Last month, I discussed a new field called Socionomics, which tracks movements in response to social mood, both euphoria and discouragement, optimism and pessimism. Your clients emotionally respond to these seismic financial changes. I further detailed two traps your seniors may find themselves in without the benefit of your financial guidance and counsel: Status Quo Bias and Sunk Cost Fallacy.
Here are three more traps senior clients may be vulnerable to.
Mistake No. 1: "I am going to keep my money in the market. It is moving up and I want to recover my losses."
This stupid investment mistake is called Confirmation Bias. There is a great tendency for seniors to look for information that confirms their beliefs, rather than data that falsifies it.
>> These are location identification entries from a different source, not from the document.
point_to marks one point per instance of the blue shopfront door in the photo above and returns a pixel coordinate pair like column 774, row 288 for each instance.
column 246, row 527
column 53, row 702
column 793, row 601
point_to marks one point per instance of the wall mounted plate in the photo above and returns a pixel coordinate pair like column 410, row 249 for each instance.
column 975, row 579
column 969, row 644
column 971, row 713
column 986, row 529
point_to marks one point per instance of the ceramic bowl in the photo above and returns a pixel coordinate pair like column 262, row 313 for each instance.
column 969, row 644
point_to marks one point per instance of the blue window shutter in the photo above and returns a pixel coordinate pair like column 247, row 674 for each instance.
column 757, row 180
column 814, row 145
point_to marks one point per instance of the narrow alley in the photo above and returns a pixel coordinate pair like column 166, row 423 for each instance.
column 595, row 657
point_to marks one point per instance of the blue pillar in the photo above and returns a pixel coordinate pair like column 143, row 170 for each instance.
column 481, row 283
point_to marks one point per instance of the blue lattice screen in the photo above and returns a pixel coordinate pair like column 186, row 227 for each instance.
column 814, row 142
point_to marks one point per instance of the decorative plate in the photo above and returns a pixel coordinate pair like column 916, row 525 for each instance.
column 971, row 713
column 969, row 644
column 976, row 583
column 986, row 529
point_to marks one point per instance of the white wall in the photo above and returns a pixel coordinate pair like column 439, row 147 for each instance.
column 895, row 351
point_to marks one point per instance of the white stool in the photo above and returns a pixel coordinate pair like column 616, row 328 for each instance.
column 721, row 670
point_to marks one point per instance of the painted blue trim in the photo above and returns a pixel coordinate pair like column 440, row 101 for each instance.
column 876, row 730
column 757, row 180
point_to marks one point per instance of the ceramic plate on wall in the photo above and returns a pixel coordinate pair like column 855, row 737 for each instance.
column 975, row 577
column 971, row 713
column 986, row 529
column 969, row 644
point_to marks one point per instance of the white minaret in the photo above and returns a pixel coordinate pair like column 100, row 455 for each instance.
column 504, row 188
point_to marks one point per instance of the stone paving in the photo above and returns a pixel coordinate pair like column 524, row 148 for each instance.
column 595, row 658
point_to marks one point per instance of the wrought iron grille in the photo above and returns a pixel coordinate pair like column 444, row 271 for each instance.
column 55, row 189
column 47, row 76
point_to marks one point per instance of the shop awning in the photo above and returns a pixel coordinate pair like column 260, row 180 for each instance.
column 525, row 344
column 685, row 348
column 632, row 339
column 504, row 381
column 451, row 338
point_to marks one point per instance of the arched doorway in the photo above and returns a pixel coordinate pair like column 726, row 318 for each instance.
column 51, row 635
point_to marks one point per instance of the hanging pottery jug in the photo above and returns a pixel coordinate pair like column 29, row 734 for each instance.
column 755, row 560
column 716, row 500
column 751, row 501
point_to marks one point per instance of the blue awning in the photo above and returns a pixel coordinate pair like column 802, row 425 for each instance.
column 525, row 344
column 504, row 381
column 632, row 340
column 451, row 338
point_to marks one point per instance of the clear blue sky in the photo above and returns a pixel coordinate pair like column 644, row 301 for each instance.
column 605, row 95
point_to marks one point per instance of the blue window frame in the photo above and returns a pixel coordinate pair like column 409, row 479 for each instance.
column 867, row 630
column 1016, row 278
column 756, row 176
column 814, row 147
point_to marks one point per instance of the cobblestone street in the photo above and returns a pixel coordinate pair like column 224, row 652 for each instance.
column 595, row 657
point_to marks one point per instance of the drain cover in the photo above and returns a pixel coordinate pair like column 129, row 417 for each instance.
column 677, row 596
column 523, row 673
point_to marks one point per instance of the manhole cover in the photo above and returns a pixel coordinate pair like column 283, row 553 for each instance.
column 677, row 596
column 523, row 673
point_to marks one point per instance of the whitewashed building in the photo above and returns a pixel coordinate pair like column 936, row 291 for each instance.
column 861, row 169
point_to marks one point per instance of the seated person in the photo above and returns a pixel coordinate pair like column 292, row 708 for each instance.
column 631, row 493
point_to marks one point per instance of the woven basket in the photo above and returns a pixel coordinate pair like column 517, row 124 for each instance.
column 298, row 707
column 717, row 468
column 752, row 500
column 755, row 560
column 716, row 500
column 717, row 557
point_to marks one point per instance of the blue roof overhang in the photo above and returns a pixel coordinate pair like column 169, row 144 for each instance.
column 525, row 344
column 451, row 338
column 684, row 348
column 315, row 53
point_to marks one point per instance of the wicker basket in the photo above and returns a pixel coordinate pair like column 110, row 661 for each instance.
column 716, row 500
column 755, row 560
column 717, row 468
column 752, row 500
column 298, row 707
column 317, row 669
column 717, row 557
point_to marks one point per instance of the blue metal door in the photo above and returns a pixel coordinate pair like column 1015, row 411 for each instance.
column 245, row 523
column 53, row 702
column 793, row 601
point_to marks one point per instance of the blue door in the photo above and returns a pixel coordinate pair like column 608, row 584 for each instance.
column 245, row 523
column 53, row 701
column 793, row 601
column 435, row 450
Cornell marketing professor Ed Russo did a project with students evaluating restaurants. They rated restaurants on a 1-10 scale, 10 being the most positive. The ratings were based on menus and photos. But when the differences were mentioned one at time with photos of problem areas like rips in the booths and dirty kitchens, the students stayed with the initial ratings. They discounted information that didn't fit with their first impressions.
The fix: Tell them about Confirmation Bias and talk about information that refutes their views. But then produce stories about other clients who came to you with the wrong ideas and succeeded as a result of following your advice.
Mistake No. 2: "I don't like totally safe investments right now. I am getting back in. Look at how much the market has gained!"